Terugkijkend weet ik dat haar vriendelijkheid, haar genegenheid en de spontane manier waarop ze mij accepteerde, mijn redding zijn geweest. Wat Darlene me toen gaf was meer dan ik ooit van iemand had durven verwachten. Wat zij me gaf koesterde ik meer dan wat dan ook.
Ze gaf me respect, en de kans om te praten.
Ze schonk me vriendschap.
Ze gaf me hoop.
Vanaf de dag dat ik Darlene leerde kennen, veranderde mijn hele leven - in positieve, maar ook in negatieve zin.

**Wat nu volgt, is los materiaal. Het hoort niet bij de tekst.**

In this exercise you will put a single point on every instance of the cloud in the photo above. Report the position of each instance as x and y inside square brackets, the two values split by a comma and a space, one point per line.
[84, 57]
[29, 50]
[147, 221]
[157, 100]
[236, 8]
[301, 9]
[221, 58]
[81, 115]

Nu maakte ik mee wat een echt gezin moest doen om het goed te laten functioneren. Ik raakte er totaal van in de war; mijn behoefte en buitensporige verlangen tot zelfvernietiging raakten in conflict met de liefde en het respect dat me zo vrijelijk werd gegeven.
Als tiener had ik heel wat fouten gemaakt en verkeerde beslissingen genomen die me voor de rest van mijn leven hadden kunnen schaden. Gelukkig hebben maar een paar van die fouten me tot in mijn volwassenheid achtervolgd. Ik had er heel wat slechter aan toe kunnen zijn. Ik weet ook dat er vandaag de dag tieners zijn die er veel beroerder aan toe zijn dan ooit mijn geval is geweest. 2e zijn in hoge mate destructief, beschaamd, gekwetst en zeer gevaarlijk.
En ik weet nu ook waarom.
Bepaalde dingen in het leven moet je zelf ervaren: je eerste liefde, de geboorte van je eerste kind, het verlies van een dierbare. Sommige lessen leer je van de ervaringen van anderen. Die lessen besparen je het leergeld en de pijn van eigen ervaringen en ze geven je ook inzicht.

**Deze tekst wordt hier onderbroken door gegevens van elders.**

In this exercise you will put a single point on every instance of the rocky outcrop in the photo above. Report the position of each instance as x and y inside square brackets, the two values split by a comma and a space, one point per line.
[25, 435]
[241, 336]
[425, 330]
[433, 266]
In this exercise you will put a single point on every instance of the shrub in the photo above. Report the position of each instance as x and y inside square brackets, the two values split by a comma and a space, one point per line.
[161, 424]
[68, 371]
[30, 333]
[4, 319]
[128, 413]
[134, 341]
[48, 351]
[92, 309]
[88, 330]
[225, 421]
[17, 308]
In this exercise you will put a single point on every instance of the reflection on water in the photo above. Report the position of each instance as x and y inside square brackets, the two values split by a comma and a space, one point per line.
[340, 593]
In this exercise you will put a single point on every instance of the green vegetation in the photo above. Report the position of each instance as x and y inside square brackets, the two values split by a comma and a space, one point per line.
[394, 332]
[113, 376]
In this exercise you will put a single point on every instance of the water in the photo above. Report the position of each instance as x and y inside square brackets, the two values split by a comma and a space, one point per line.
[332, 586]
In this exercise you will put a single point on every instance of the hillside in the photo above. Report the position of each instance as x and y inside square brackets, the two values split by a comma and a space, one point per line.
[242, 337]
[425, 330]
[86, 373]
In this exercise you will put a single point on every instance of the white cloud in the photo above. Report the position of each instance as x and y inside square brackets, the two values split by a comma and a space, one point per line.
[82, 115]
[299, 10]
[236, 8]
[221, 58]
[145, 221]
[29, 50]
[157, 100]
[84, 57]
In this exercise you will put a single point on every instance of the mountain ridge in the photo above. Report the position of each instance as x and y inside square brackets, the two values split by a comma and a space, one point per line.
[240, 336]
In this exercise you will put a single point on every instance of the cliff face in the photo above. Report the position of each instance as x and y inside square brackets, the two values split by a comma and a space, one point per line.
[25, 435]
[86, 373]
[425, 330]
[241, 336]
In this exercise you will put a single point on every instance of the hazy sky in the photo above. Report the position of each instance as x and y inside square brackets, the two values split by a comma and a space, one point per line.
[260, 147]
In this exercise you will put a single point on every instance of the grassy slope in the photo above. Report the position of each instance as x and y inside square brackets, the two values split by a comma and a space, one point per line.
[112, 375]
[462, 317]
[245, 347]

Dat is de reden dat dit boek is uitgegeven: om u een idee te geven waartoe een tot het uiterste gedreven tiener in staat is, en hoe wanhopig hij of zij kan worden in de zoektocht naar liefde en naar zichzelf.
Ik heb een vreselijke jeugd doorstaan waarin ik onvoorstelbaar ben mishandeld. De weinige mensen die ervan op de hoogte waren, hebben geen vinger uitgestoken om me te helpen. Ze waren bang voor ons.
Ik was verward en beschadigd. Gedurende mijn tienerjaren was ik alleen maar gericht op zelfdestructie. Het werd een deel van me en bepaalde wie ik was en hoe ik over mezelf dacht.
Deze ervaring heeft me meer geholpen dan menigeen ooit zal kunnen begrijpen. Tot nu.